Mark Shea made a comment about the irony of blaming the Pope for the Holocaust when he had few material tools to end it -- or even interfere. Point well taken. I love Mark and his blessed blog, but he's incorrect in one respect. Here's the full passage:
"It is one of the weird twists of history that so many in both the Catholic and Jewish communities should survey the wreckage of WWII, a wreckage in Allied Leaders like Roosevelt and Churchill refused to bomb the rail lines to Auschwitz and in which Stalin did nothing as the Warsaw Ghetto was annihilated, and look past this to a man who had not a single gun to defend himself, and yet who was responsible for the rescue of more Jews than any other man in Europe--and condemn him as practically being the architect of the Holocaust."

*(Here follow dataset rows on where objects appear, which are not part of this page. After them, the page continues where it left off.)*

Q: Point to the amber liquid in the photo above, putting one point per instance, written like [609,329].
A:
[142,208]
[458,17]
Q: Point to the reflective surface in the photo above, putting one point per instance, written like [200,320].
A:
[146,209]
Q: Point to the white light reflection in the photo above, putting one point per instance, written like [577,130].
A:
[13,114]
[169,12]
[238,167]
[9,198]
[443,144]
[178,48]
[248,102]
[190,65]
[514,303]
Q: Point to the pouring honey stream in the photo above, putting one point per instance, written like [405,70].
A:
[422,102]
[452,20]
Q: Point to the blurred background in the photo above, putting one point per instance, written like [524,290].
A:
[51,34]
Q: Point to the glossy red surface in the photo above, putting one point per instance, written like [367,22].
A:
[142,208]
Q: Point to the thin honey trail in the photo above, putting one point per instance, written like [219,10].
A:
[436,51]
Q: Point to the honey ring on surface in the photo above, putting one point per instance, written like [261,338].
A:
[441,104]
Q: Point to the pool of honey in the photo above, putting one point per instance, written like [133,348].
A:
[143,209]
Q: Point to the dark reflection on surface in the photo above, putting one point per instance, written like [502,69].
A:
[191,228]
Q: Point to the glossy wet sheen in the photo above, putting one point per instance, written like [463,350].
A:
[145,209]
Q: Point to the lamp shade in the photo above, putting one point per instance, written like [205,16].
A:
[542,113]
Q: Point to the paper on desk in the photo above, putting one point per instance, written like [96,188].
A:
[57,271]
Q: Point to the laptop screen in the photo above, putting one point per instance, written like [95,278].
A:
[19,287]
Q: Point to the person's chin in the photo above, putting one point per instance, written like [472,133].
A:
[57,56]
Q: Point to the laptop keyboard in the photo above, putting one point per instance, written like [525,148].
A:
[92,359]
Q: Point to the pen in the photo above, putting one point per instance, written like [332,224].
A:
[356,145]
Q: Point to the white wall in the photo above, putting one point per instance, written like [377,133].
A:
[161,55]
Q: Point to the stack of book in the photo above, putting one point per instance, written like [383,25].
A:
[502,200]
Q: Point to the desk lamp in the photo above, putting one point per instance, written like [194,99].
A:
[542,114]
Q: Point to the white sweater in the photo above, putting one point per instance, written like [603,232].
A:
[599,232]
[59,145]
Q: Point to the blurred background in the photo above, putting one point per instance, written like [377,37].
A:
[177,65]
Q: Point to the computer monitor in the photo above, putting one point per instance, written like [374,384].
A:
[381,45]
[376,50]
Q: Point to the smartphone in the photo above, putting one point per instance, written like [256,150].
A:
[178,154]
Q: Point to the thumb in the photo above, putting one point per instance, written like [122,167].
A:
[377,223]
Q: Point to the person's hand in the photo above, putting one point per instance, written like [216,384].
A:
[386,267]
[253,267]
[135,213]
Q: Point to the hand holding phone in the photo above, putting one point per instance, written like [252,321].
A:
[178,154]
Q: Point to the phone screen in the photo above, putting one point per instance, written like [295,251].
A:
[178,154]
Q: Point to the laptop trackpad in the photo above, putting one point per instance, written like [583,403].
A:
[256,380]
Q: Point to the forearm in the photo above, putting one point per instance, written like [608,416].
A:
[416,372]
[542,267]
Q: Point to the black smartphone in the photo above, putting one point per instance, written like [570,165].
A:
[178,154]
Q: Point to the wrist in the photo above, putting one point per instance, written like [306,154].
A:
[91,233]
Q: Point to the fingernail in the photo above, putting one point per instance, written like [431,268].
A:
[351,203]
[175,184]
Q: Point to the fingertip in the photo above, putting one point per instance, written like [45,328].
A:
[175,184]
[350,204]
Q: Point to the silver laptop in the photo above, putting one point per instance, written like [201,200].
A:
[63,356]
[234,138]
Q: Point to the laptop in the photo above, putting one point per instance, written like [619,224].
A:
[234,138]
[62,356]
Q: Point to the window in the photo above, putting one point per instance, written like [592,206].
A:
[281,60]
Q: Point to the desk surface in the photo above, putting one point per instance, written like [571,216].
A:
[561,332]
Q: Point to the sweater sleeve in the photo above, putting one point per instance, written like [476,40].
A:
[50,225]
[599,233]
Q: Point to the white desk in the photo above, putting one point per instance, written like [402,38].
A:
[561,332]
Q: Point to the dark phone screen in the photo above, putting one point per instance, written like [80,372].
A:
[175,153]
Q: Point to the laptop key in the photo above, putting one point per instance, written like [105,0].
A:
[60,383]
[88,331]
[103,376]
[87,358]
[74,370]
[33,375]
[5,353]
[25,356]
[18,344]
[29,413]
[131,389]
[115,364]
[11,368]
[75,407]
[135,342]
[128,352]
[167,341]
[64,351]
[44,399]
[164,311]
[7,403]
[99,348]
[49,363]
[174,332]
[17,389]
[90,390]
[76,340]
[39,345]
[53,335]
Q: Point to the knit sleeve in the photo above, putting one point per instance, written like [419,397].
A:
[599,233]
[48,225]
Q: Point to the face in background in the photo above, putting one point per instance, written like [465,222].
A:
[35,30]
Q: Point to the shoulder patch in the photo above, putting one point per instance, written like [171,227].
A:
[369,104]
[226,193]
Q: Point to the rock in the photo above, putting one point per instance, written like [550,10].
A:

America bombed lots of German rail lines (and railheads and railway yards), but the Germans were very clever about fixing them. It doesn't take any skill to fill a bomb crater, and it doesn't take hardly any skill to mend a rail. Bombing the lines only caused a few hours' delay, or a day at most. Given the horribly inaccurate bombs of the day (it took a squadron of planes dropping hundreds of bombs to destroy a single target), it would have been impossible to destroy the rails altogether.
The Germans, as everyone knows, are organizational geniuses. Their wartime production kept humming along until the Allies started conquering Germany proper; a big part of their industrial prowess was dedicated to killing human beings. Since we couldn't stopped industrial processes such as tank production or oil refinement, saying we could have destroyed the killing process is inaccurate.